Dejé pasar la oportunidad de demostrar, una vez más, mi ignorancia.

-Lilith.

-¿La primera mujer de Adán?

-A esa sí la conoce.

-No crea que demasiado. Recuerdo un cuadro de Dante Gabriel Rossetti con una hermosa pelirroja.

-Esa es. Dicen que rapta niños por la noche y que engendra hijos con el semen de las poluciones nocturnas.

-Por Dios… Le llamo si le necesito. Gracias- y colgué, demasiado bruscamente, como si en vez de estar haciéndome un favor, Rosendo me debiera uno.

Me sentía mareado. Estuve un buen rato allí, sentado, sin pensar. Luego, desanduve lo andado, hasta la comisaría, donde volví a preguntar por Santiago. Supongo que las sectas ofitas no son cosa de la policía, pero el inspector parecía abierto a la posibilidad de que algún loco, en nombre de lo que fuera, hubiera participado en los asesinatos. Un loco o un grupo de desequilibrados. Mejor esta última opción, que aseguraba la continuidad, de los motivos y los métodos.

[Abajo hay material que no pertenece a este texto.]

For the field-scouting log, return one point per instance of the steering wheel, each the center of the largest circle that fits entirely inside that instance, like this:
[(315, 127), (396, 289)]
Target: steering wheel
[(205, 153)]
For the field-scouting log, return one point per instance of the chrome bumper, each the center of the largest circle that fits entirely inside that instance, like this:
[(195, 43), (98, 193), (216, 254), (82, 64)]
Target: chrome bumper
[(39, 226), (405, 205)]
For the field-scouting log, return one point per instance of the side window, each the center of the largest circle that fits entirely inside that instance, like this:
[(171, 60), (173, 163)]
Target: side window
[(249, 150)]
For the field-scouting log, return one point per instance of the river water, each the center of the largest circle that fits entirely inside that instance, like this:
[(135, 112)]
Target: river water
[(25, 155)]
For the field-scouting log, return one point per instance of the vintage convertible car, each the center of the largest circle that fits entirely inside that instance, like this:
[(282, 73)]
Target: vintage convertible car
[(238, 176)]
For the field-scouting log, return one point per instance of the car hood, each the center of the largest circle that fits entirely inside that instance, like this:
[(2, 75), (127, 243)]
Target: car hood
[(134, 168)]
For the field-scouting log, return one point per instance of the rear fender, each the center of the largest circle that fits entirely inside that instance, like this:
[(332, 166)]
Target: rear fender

Santiago había salido y ni siquiera se me pasó por la cabeza llamarle por teléfono. Había sobrepasado con creces mi límite de tolerancia a las llamadas telefónicas. Otra cosa que odio. Empezaba a asomarse la noche cuando conduje de vuelta a Almagro. En el coche, con las noticias de fondo, fui hablando conmigo mismo, tratando de escribirme un papel digno en esta historia. No conseguía recordar el nombre del demonio, Satanás o dios y eso detuvo todo el proceso, provocando un cortocircuito. Se restableció el servicio después de aparcar, al agacharme a coger las llaves del coche que se me habían caído: Samael.

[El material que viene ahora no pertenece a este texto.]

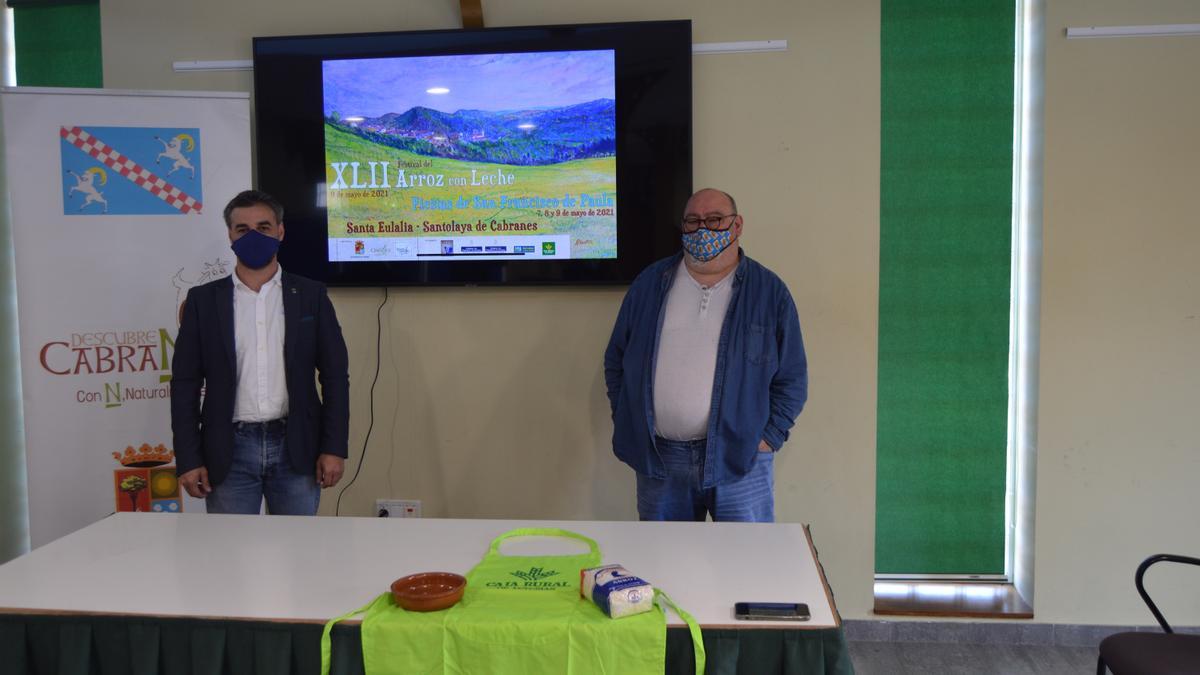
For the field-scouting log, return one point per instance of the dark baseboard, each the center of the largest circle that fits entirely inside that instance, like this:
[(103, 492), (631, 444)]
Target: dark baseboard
[(990, 632)]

Estuve hasta las tres buscando con el móvil por internet. A esa hora me quedé dormido, con la cabeza poblada de fantásticas y diabólicas imágenes. Soñé con un gato al que le habían arrancado los ojos. Lo llevaban en una litera y le daban de comer vísceras. El animal apenas las tocaba, pero su hocico estaba rojo de sangre. Una mujer se acercó de espaldas. Cuando se retiró, la bestia tenía dos ojos, azules. Miré a Juana, buscando su mirada y me encontré con dos cuencas vacías y una sonrisa.